I built this jar with Maven 3.3.3 with mvn clean install
and I'm using the version 0.9.0 of Flink.
First Trail
The fact is that my global project contains other projects (and this recommender is one of the sub-project). In that way, I have to launch the mvn clean install
in the folder of the right project, otherwise Maven always builds a jar of an other project (and I don't understand why). So I'm wondering if there could be a way to say explicitly to maven to build one specific project of the global project. Indeed, perhaps the path to FlinkMLTools
is contained in a link present in the pom.xml
file of the global project.
Any other ideas?
The problem is that Flink's binary distribution does not contain the libraries (flink-ml, gelly, etc.). This means that you either have to ship the library jar files with your job jar or that you have to copy them manually to your cluster. I strongly recommend the first option.
The easiest way to build a fat jar which does not contain unnecessary jars is to use Flink's quickstart archetype to set up the project's pom.

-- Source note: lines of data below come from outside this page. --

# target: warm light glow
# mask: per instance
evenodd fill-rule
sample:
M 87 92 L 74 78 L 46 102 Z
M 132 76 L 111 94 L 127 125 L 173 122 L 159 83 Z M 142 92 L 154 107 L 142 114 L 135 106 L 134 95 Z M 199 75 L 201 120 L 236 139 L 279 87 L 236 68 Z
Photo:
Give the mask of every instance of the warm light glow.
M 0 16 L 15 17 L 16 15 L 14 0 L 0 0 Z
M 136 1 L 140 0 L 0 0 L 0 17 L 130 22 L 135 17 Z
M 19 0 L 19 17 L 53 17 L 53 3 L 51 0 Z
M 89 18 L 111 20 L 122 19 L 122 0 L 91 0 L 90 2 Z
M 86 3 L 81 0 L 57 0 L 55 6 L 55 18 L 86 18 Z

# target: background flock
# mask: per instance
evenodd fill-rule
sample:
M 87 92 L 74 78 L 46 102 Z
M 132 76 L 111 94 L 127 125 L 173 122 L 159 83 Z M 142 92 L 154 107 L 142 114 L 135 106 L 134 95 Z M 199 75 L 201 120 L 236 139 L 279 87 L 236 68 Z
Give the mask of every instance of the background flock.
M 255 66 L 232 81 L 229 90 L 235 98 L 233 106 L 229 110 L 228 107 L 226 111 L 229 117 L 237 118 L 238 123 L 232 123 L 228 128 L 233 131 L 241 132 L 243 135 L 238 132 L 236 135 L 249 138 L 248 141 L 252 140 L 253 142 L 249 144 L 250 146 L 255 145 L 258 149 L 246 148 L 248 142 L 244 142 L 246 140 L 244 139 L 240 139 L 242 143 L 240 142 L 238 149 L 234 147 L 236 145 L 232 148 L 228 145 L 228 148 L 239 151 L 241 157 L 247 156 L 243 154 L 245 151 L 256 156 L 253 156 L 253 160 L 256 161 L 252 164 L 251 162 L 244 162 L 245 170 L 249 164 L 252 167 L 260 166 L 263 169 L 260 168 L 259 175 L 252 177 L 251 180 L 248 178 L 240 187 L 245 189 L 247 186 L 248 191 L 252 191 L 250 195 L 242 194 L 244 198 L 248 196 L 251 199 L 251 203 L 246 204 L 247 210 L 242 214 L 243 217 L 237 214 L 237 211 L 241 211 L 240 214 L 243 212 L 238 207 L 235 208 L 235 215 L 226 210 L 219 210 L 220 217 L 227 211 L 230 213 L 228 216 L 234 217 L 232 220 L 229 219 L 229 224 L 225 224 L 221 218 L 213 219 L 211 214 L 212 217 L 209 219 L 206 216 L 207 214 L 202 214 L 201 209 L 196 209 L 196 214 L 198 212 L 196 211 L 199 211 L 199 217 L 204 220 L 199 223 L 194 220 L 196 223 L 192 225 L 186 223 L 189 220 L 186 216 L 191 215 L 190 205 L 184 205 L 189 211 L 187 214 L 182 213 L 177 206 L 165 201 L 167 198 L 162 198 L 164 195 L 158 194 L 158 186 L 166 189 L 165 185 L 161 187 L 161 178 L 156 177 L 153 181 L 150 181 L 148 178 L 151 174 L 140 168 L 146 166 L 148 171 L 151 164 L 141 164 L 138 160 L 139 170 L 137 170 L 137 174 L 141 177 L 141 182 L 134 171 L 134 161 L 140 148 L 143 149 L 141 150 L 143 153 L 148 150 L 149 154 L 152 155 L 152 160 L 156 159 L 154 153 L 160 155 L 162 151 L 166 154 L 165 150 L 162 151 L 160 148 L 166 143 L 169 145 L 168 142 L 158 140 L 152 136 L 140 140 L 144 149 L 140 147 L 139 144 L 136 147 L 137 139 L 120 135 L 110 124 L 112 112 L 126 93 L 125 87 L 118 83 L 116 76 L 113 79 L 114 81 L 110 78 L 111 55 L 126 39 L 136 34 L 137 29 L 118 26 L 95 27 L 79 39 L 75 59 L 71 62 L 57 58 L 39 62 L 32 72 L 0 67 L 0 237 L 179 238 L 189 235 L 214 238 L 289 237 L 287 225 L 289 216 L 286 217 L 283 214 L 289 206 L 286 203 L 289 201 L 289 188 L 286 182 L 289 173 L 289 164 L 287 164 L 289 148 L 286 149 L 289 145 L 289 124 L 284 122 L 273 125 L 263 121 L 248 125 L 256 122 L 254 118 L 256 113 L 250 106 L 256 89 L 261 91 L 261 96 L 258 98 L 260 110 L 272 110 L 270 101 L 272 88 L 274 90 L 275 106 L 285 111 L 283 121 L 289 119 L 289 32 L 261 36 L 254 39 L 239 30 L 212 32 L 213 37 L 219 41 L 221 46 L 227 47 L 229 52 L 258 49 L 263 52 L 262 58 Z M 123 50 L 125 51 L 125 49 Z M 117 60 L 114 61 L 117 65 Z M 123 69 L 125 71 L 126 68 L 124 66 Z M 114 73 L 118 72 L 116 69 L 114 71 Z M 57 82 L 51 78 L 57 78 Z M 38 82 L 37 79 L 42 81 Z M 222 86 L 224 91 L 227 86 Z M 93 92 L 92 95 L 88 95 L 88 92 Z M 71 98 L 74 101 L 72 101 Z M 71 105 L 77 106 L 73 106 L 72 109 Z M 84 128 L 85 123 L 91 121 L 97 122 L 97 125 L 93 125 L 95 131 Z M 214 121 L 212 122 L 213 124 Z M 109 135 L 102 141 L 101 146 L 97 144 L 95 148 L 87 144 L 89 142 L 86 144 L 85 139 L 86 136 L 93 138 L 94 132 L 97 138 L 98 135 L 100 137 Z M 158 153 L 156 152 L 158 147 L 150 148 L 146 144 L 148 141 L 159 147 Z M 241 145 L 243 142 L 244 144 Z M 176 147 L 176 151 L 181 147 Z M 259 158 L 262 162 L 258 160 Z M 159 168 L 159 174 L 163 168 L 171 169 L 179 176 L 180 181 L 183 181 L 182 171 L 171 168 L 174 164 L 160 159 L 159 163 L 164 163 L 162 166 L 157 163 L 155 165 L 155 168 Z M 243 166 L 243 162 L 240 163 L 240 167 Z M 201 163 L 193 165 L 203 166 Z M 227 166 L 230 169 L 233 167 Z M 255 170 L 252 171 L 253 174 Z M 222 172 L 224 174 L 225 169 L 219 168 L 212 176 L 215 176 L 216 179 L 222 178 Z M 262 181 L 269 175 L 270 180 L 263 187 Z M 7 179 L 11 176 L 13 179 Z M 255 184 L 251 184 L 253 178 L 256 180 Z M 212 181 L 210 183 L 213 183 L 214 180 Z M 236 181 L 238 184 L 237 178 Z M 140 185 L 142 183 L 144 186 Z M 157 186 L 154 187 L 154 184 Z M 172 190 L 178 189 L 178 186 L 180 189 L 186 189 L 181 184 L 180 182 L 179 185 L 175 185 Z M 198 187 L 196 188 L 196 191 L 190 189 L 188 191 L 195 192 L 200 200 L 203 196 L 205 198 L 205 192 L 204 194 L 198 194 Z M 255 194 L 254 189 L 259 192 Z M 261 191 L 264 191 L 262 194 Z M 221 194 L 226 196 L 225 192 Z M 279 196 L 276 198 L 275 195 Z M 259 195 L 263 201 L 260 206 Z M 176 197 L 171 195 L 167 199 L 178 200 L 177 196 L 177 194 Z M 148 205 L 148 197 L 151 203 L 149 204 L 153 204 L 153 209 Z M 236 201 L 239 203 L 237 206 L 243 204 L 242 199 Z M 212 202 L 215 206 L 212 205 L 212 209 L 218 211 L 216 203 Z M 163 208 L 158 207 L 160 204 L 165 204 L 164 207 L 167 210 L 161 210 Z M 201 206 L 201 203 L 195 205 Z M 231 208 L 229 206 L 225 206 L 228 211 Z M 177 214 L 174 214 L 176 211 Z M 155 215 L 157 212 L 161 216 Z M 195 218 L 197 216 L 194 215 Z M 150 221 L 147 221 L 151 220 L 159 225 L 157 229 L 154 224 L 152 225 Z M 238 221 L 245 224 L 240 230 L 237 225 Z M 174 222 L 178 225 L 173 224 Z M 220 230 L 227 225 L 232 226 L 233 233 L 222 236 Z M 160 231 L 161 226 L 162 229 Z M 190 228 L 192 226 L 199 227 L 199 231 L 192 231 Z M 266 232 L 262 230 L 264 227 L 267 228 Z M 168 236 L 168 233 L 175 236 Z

mvn archetype:generate -DarchetypeGroupId=org.apache.flink \
-DarchetypeArtifactId=flink-quickstart-scala -DarchetypeVersion=0.9.0
will create the structure for a Flink project using the Scala API. The generated pom file will have the following dependencies.
<dependencies>
<dependency>
<groupId>org.apache.flink</groupId>
<artifactId>flink-scala</artifactId>
<version>0.9.0</version>
</dependency>
<dependency>
<groupId>org.apache.flink</groupId>
<artifactId>flink-streaming-scala</artifactId>
<version>0.9.0</version>
</dependency>
<dependency>
<groupId>org.apache.flink</groupId>
<artifactId>flink-clients</artifactId>
<version>0.9.0</version>
</dependency>
</dependencies>
You can remove flink-streaming-scala
and instead you insert the following dependency tag in order to include Flink's machine learning library.
<dependency>
<groupId>org.apache.flink</groupId>
<artifactId>flink-ml</artifactId>
<version>0.9.0</version>
</dependency>
When you know build the job jar with mvn package
, the generated jar should contain the flink-ml
jar and all of its transitive dependencies.
Flink includes all jars which are located in the <FLINK_ROOT_DIR>/lib
folder in the classpath of the executed jobs. Thus, in order to use Flink's machine learning library you have to put the flink-ml
jar and all needed transitive dependencies into the /lib
folder. This is rather tricky, since you have to figure out which transitive dependencies are actually needed by your algorithm and, consequently, you will often end up copying all transitive dependencies.
In order to build a specific sub-module X from your parent project you can use the following command:
mvn clean package -pl X -am
-pl
allows you to specify which sub-modules you want to build and -am
tells maven to also build other required sub-modules. It is also described here.